Landasan lain yang dipakai pihak pengadilan adalah bahwa pemerintah Turki tidak berdaya melawan putusan Kemal Attaturk yang mengubah status Hagia Sofia menjadi museum pada 1934.
Diketahui, status museum ini kembali mencuat ke permukaan ketika Turki merayakan ulang tahun penaklukan Turki yang ke-567 pada 29 Mei silam. Dalam acara yang digelar di Hagia Sofia itu membacakan ayat-ayat Al-Quran.
Saat itu, Erdogan memunculkan kembali wacana perubahan status museum tersebut yang merupakan salah satu warisan dunia UNESCO dengan pengunjung terbanyak di Turki.
Kritik Internasional
Wacana tersebut mengundang perdebatan politik di dalam negeri. Bahkan sempat memicu kritik dari pemimpin agama dan politik internasional.
Patriark Bartholomew I yang berbasis di Istanbul yang juga dianggap sebagai pemimpin spiritual Umat Kristiani Ortodoks pekan ini mendesak pihak Turki untuk tetap mempertahankan status Hagia Sofia sebagai museum.
“Putusan perubahan status Hagia Sofia akan membuat umat Kristiani di seluruh dunia membenci orang Islam,” katanya.
Sementara Kementerian Luar Negeri Perancis mengatakan bahwa situs sejarah yang dibangun pada abad keenam itu harus terbuka untuk semua agama.
Selanjutnya, Pemerintah Yunani menyatakan bahwa dengan putusan tersebut, Turki bakal membuka jurang emosional yang sangat besar dengan negara-negara berpenduduk Kristiani.
“Hagia Sofia adalah monumen yang merupakan warisan dunia. Banyak negara termasuk Departemen Luar Negari Amerika Serikat menyoroti isu ini.

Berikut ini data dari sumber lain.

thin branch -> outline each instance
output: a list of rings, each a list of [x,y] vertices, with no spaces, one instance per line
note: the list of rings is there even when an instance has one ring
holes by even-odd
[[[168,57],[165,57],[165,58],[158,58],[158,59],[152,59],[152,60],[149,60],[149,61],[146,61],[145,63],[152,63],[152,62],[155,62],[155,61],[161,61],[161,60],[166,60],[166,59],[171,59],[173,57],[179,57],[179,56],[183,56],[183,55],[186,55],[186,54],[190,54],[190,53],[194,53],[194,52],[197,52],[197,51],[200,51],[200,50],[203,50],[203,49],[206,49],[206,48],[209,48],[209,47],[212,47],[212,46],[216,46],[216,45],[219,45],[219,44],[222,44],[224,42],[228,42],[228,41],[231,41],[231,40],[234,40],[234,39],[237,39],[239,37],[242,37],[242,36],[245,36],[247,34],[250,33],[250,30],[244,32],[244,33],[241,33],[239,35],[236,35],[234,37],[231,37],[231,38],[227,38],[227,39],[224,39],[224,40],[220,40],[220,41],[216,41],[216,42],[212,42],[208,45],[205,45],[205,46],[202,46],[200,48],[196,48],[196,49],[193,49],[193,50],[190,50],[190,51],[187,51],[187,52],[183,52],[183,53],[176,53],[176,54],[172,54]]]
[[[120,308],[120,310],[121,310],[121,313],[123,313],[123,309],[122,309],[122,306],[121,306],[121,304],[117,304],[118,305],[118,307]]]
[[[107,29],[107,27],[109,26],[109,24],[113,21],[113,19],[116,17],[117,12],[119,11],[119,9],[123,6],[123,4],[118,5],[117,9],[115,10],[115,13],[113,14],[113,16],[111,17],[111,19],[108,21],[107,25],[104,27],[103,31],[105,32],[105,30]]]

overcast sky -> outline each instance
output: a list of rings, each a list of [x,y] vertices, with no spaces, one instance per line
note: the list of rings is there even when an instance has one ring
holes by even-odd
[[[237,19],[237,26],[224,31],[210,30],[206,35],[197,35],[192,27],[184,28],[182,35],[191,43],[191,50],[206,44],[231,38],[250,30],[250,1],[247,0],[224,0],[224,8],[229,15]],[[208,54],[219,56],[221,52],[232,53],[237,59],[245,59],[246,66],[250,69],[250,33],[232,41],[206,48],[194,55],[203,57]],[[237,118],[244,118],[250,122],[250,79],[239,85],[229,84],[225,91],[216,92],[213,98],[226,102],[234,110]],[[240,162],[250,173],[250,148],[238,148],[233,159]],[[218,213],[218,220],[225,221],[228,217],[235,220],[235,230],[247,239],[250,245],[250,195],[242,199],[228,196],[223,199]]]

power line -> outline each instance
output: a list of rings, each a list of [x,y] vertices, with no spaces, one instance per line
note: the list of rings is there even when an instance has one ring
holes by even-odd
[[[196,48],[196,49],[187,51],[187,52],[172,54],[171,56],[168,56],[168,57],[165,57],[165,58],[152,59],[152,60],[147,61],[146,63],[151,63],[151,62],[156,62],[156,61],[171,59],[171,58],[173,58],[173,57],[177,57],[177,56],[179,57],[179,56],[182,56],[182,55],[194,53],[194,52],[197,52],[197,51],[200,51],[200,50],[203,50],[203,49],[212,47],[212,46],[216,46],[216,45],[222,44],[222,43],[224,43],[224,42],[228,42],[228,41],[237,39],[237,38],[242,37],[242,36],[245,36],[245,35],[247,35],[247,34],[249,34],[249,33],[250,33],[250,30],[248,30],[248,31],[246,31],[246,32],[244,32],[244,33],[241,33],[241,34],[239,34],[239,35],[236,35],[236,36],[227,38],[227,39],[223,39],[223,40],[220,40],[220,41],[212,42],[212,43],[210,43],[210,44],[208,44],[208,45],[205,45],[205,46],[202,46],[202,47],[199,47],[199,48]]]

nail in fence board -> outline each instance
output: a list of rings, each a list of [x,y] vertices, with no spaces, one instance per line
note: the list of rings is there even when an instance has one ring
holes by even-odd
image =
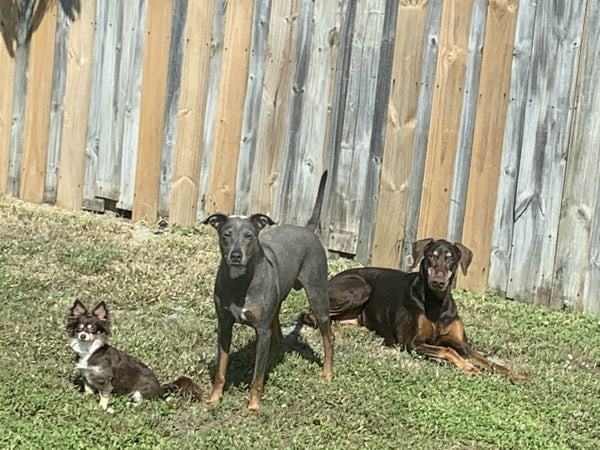
[[[6,192],[10,158],[15,52],[17,50],[17,8],[13,2],[0,2],[0,192]]]

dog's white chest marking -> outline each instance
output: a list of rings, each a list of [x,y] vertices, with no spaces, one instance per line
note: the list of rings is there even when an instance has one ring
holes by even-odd
[[[79,361],[77,362],[78,369],[90,369],[88,367],[88,359],[90,356],[102,347],[102,343],[99,341],[80,341],[77,338],[71,340],[71,348],[79,355]]]
[[[247,320],[246,319],[246,312],[247,312],[246,308],[243,308],[243,307],[235,305],[235,304],[231,304],[227,307],[227,309],[231,312],[231,314],[233,314],[233,317],[235,317],[235,320],[237,320],[238,322]]]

Mereka mendesak agar Turki tak mengambil langkah yang akan membuka jurang emosional yang sangat besar antara Umat Kristiani baik di Turki maupun di dunia,” kata Jubir Pemerintah Yunani, Stelios Petsas.

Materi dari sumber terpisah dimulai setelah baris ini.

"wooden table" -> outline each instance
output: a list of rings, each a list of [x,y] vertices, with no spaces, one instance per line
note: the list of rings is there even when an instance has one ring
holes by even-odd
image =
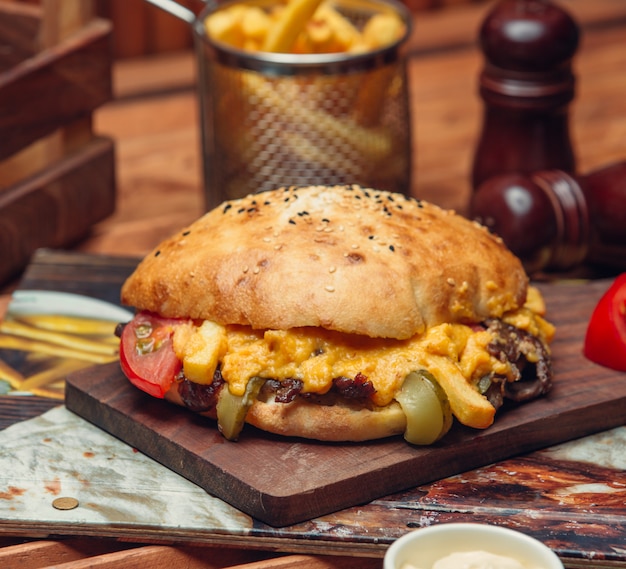
[[[626,159],[626,4],[622,0],[562,0],[562,4],[583,29],[575,60],[578,95],[571,108],[571,127],[579,171],[584,173]],[[467,205],[469,170],[481,121],[477,76],[482,60],[475,36],[490,5],[479,3],[420,15],[410,45],[415,137],[412,193],[460,212]],[[94,128],[116,142],[117,211],[95,226],[75,249],[137,257],[202,213],[193,54],[121,62],[115,69],[114,84],[116,99],[97,111]],[[4,287],[5,306],[16,285]],[[15,547],[18,549],[0,550],[0,565],[6,566],[3,559],[15,562],[18,556],[29,556],[39,559],[39,564],[31,567],[83,560],[68,566],[79,567],[87,558],[93,561],[96,557],[99,567],[134,566],[138,560],[148,563],[149,559],[159,559],[161,564],[152,566],[160,567],[175,565],[183,558],[192,559],[193,567],[254,560],[259,564],[250,568],[380,566],[379,560],[292,555],[265,561],[267,554],[229,551],[220,554],[221,561],[207,561],[189,548],[122,547],[83,540]],[[41,553],[35,553],[35,548]],[[100,557],[111,551],[114,557]]]

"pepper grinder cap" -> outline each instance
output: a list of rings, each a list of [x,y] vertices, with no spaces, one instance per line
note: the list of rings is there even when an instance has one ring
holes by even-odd
[[[571,269],[587,256],[585,195],[562,170],[490,178],[472,196],[470,213],[502,238],[529,273]]]
[[[503,0],[480,29],[481,48],[492,65],[518,72],[549,72],[569,62],[579,28],[548,0]]]

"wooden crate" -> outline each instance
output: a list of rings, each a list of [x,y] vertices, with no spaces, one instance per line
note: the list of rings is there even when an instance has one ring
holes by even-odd
[[[0,0],[0,283],[40,247],[68,246],[115,206],[111,24],[89,0]]]

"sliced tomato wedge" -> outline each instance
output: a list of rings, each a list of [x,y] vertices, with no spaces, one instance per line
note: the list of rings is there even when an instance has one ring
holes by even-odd
[[[163,398],[182,367],[172,346],[172,334],[181,322],[139,312],[122,332],[122,371],[133,385],[153,397]]]
[[[592,362],[626,371],[626,273],[619,275],[596,305],[585,335]]]

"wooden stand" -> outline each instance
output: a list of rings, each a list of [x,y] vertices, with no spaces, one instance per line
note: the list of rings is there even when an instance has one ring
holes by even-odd
[[[88,0],[0,1],[0,283],[113,212],[113,142],[91,127],[111,34]]]

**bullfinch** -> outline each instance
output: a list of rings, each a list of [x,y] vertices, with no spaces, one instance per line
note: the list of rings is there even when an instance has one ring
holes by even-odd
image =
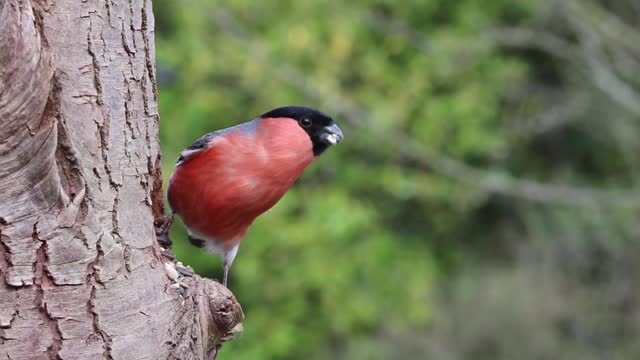
[[[178,214],[192,244],[221,254],[227,286],[240,241],[256,217],[342,139],[331,117],[301,106],[204,135],[182,151],[171,175],[167,227]]]

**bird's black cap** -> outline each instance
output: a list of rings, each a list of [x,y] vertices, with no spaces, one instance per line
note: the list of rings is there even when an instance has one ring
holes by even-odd
[[[331,145],[342,141],[342,130],[331,116],[304,106],[284,106],[260,115],[261,118],[294,119],[307,132],[313,143],[313,154],[322,154]]]

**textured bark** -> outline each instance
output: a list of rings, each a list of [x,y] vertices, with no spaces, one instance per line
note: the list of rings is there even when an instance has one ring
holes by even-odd
[[[242,319],[176,285],[150,0],[0,0],[0,359],[204,359]]]

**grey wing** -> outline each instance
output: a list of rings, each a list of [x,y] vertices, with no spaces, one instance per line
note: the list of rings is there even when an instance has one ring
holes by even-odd
[[[257,122],[256,120],[253,120],[243,124],[232,126],[230,128],[210,132],[200,139],[196,140],[193,144],[189,145],[188,148],[182,150],[178,161],[176,161],[176,166],[180,166],[181,164],[188,161],[189,158],[191,158],[193,155],[208,149],[211,146],[211,141],[216,137],[230,133],[232,131],[255,132],[256,126]]]
[[[193,144],[189,145],[188,148],[182,150],[182,152],[180,153],[180,157],[178,157],[178,160],[176,161],[176,166],[182,165],[183,163],[188,161],[193,155],[208,149],[209,143],[211,143],[211,140],[222,135],[223,133],[224,133],[223,130],[213,131],[204,135],[198,140],[194,141]]]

Menanggapi itu, pada 3 Juli lalu Erdogan menyatakan bahwa kritik terhadap Turki soal perubahan status Hagia Sofia adalah merupakan serangan terhadapt kedaulatan Turki.

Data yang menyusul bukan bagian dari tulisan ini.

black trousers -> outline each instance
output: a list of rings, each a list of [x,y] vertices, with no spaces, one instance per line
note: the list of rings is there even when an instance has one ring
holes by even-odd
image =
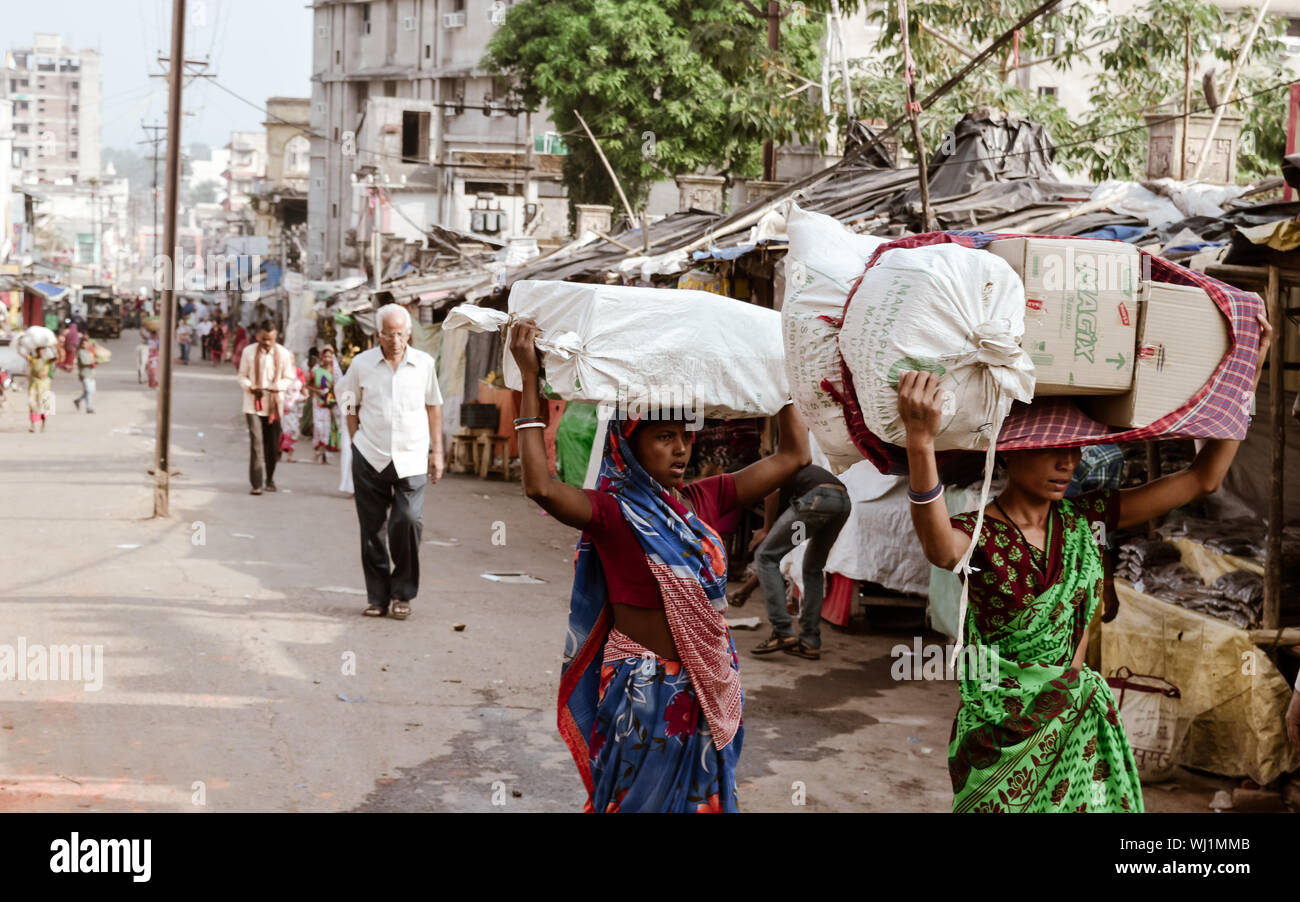
[[[399,477],[391,461],[382,472],[377,471],[353,448],[352,483],[361,525],[366,597],[384,608],[393,599],[409,602],[420,590],[420,535],[428,474]]]
[[[248,423],[248,481],[255,489],[275,484],[275,462],[280,459],[280,421],[244,414]]]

“Tuduhan terhadap negara kita tentang Hagia Sofia merupakan serangan atas hak dan kedaulatan kita secara langsung,” kata Erdogan.
Kami bertekad, lanjut Erdogan, untuk terus melindungi hak-hak orang Islam yang merupakan agama mayoritas di negeri ini.
Sebelumnya, Turki mengaku terkejut lantaran isu perubahan status tersebut mendapat tanggapan dari Menteri Luar Negeri AS, Mike Pompeo yang juga mendesak Erdogan tidak melanjutkan rencananya.
“Status museum harus dipertahankan, sebagai contoh komitmen Turki untuk menghormati tradisi dan keragaman sejarah yang telah berkontribusi pada Republik Turki. Dan agar tetap bisa diakses oleh semua orang,” kata Mike Pompeo.